Rechtspraak
Werknemer X is in dienst als bedrijfsleider kleinbouw en onderhoud bij het bouwbedrijf van appellante. Voordat werknemer X in dienst trad bij appellante, was hij eigenaar van het bouwbedrijf. In 2008 heeft werknemer X het bouwbedrijf verkocht aan appellante en is hij vervolgens in dienst getreden bij het bouwbedrijf. Op 20 september 2011 meldt werknemer X zich ziek wegens ernstige burn-outklachten. Er wordt vervolgens gestart met de re-integratie van werknemer, waarbij werknemer X psychologisch wordt begeleid. In november 2012 en maart 2013 wordt werknemer X geopereerd vanwege een reeds langer bestaande oogaandoening. Werknemer X hervat gedurende de gehele periode vanaf zijn ziekmelding in september 2011 niet in werkzaamheden. Werknemer X vraagt op enig moment in 2013 een deskundigenoordeel aan bij UWV. Naar aanleiding daarvan concludeert een verzekeringsarts van UWV in een rapport van 13 juni 2013 dat de ziekmelding van werknemer X een direct gevolg is van een arbeidsconflict en dat hij ongeschikt is voor eigen dan wel ander werk bij appellante.
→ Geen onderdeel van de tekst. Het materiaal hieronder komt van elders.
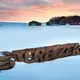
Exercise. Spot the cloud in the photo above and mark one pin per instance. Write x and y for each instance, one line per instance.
(71, 1)
(22, 4)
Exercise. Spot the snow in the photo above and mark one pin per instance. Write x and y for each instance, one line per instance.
(60, 69)
(20, 37)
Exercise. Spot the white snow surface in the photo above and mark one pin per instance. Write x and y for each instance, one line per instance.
(60, 69)
(21, 37)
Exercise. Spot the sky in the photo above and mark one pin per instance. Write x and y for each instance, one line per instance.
(38, 10)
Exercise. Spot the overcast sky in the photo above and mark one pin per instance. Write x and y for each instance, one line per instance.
(40, 10)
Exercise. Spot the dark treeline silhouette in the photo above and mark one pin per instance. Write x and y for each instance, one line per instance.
(70, 20)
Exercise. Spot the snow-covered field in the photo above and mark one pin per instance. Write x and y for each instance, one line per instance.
(19, 37)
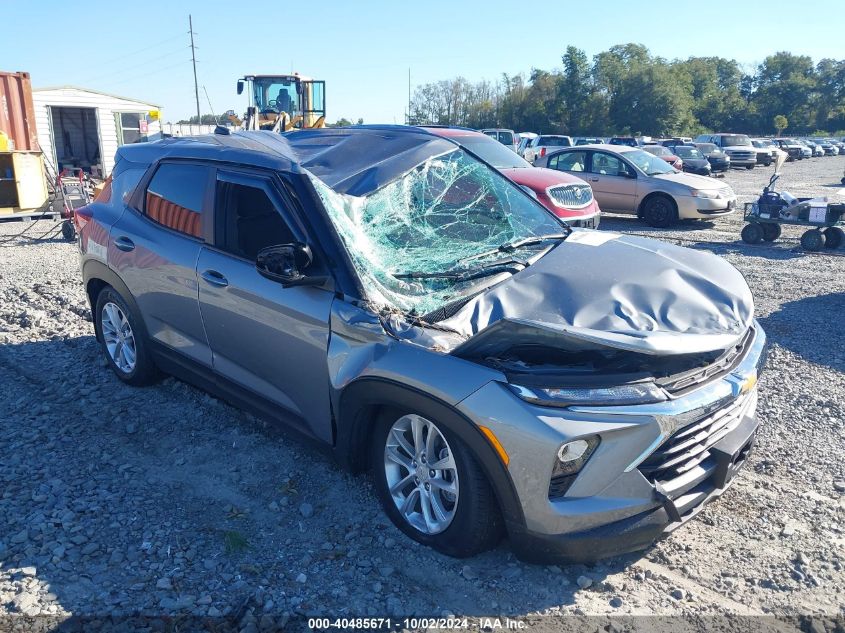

In het kader van het deskundigenoordeel maakt ook een arbeidsdeskundige een rapport op, waarin wordt vermeld dat de re-integratie-inspanningen van appellante niet voldoende zijn. Volgens de arbeidsdeskundige had op het moment dat duidelijk werd dat werknemer X niet kan re-integreren bij appellante gestart moeten worden met re-integratie in het tweede spoor. In het kader van de WIA-aanvraag van werknemer X op 19 juni 2013, wordt aan appellante op 18 juli 2013 een loonsanctie voor de duur van 52 weken opgelegd. Volgens UWV heeft appellante ten behoeve van de re-integratie van werknemer X onvoldoende inspanningen verricht, zonder daarvoor een deugdelijke grond te hebben, omdat appellante zich vanaf de ziekmelding van werknemer X in september 2011 (al) had moeten richten op re-integratie in tweede spoor nu sprake was van een arbeidsconflict. Tegen het besluit van UWV maakt appellante bezwaar, hetgeen ongegrond wordt verklaard. Vervolgens stelt appellante beroep in, maar ook het beroep van appellante wordt door de rechtbank ongegrond verklaard. In hoger beroep handhaaft appellante haar stelling dat de loonsanctie onterecht is opgelegd. UWV heeft volgens appellante ten onrechte van haar verlangd eerder te starten met re-integratie in het tweede spoor, omdat in het eerste ziektejaar van werknemer X geen sprake was van een voor appellante kenbaar arbeidsconflict.
De Centrale Raad van Beroep oordeelt als volgt. Uit de toepasselijke wet- en regelgeving volgt dat bij een arbeidsongeschikte werknemer in de eerste plaats moet worden bezien of re-integratie in het eerste spoor mogelijk is. Gelet op dit stelsel is het enkele feit dat sprake is van een verstoorde arbeidsverhouding of een arbeidsconflict geen reden om na uitval van een werknemer wegens ziekte in verband met zo’n conflict niet te starten met re-integratie in het eerste spoor. Pas wanneer in het kader van de re-integratie in redelijkheid moet worden geconcludeerd dat terugkeer in eigen of passend werk bij de werkgever niet haalbaar is, zal dat spoor verlaten moeten worden, waarbij in ieder geval de eerstejaarsevaluatie een specifiek moment is (het opschudmoment) om bijstelling van de re-integratie in te zetten. Dat de uitval van werknemer in september 2011 (mede) arbeidsgerelateerd was, staat niet ter discussie. Alhoewel appellante en werknemer van mening verschillen over de vraag of toen sprake was van verstoorde arbeidsverhouding, kan uit de voorhanden gegevens over de periode tussen september 2011 en juli 2012 niet worden afgeleid dat er in redelijkheid geen uitzicht bestond op hervatting van werknemer bij appellante. De Raad wijst hierbij op onder andere de aantekeningen van de bedrijfsarts, het Plan van Aanpak, het rapport van een netwerkorganisatie en e-mailcorrespondentie tussen appellante en werknemer X. Pas aan het eind van het eerste ziektejaar zijn concrete uitingen over twijfel aan terugkeer van werknemer X bij appellante kenbaar aan de orde geweest. De Raad verwijst in dat kader naar een gesprek tussen het hoofd van P&O van appellante en werknemer X dat heeft plaatsgevonden op 3 juli 2012 en de eerstejaarsevaluatie van 23 september 2012. De Raad komt tot de conclusie dat de opgelegde loonsanctie niet deugdelijk is gemotiveerd. Het hoger beroep slaagt en het loonsanctiebesluit wordt herroepen. Appellante heeft tevens verzocht UWV te veroordelen tot vergoeding van de schade die zij heeft geleden als gevolg van de aan haar opgelegde loonsanctie. UWV heeft in dat kader verzocht te reageren op dit verzoek nadat duidelijkheid bestaat over de vraag of de loonsanctie in stand wordt gelaten. Nu vaststaat dat de loonsanctie ten onrechte is opgelegd, zal ter voorbereiding van een nadere uitspraak over de schadevergoeding het onderzoek worden heropend. Aan UWV wordt een termijn gegeven om op het gedane verzoek om schadevergoeding te reageren.